Overview

Link prediction is a task with a variety of real-world applications, such as recommendation and data mining. Link prediction models are often transductive, meaning that they learn a fixed representation for each node in a graph. This is a powerful approach as it allows the representations to be pre-trained or optimized end-to-end with downstream objectives, but comes with apparent drawbacks that could limit their applicability in realistic settings where graphs evolve over time. As new nodes and edges appear, these models become stale, suggesting they may struggle to generalize to unseen nodes whose representations have not yet been optimized. An alternative approach is to perform inductive learning, which primarily relies on the presence of node attributes that are not always available in practice.

The goal of this project is to quantify the limitations of transductive learning approaches to link prediction under an evolving distribution.

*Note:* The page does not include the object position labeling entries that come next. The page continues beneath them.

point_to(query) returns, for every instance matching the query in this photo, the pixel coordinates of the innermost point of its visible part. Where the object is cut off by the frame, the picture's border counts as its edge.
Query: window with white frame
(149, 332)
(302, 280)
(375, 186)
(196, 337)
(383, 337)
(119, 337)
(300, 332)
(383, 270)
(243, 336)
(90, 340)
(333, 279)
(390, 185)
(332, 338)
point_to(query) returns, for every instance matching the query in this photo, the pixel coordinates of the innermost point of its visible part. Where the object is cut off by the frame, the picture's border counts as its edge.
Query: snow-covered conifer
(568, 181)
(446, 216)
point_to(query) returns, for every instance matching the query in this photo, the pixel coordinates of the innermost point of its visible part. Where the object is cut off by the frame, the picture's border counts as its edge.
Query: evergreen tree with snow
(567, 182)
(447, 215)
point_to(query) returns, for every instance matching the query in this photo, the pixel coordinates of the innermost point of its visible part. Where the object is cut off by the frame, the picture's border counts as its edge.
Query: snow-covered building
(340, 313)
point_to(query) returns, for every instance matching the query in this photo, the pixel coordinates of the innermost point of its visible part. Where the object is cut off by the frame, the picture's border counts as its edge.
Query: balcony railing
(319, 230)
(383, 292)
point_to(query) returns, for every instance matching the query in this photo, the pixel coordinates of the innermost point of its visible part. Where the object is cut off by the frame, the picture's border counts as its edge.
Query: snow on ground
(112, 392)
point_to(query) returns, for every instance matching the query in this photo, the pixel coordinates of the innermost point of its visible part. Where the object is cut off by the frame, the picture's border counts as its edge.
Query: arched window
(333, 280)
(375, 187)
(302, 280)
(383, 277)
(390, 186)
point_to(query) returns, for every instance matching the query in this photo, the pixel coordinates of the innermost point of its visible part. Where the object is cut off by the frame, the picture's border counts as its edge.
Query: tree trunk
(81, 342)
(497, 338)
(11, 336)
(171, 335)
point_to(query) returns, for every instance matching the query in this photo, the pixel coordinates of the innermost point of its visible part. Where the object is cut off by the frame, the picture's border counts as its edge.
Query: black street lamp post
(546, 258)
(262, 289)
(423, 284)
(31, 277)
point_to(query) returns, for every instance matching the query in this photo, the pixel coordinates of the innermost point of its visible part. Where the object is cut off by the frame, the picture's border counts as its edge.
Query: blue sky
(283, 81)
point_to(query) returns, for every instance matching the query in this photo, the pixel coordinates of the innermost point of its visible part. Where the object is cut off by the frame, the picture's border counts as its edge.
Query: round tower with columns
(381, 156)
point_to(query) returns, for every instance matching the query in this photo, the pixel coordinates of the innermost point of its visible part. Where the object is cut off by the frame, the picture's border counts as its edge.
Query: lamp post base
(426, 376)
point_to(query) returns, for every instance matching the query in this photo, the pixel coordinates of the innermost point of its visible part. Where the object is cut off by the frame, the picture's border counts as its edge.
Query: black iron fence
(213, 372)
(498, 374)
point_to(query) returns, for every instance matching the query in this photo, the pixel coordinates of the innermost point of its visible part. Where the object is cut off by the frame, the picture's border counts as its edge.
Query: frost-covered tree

We will evaluate these methods from both an intrinsic perspective by examining the changes in the learned representations relative to the evolution of the graph over time, as well as extrinsically, by measuring each model's ability to maintain its performance as time passes beyond the period in which it was originally trained. These experiments will yield insight into the ability of each model to generalize to unseen nodes and edges, deepening our understanding of generalization in graph representation learning methods and quantitatively demonstrating the need (or lack thereof) for "fresh" models that stay up-to-date with the graph as it evolves.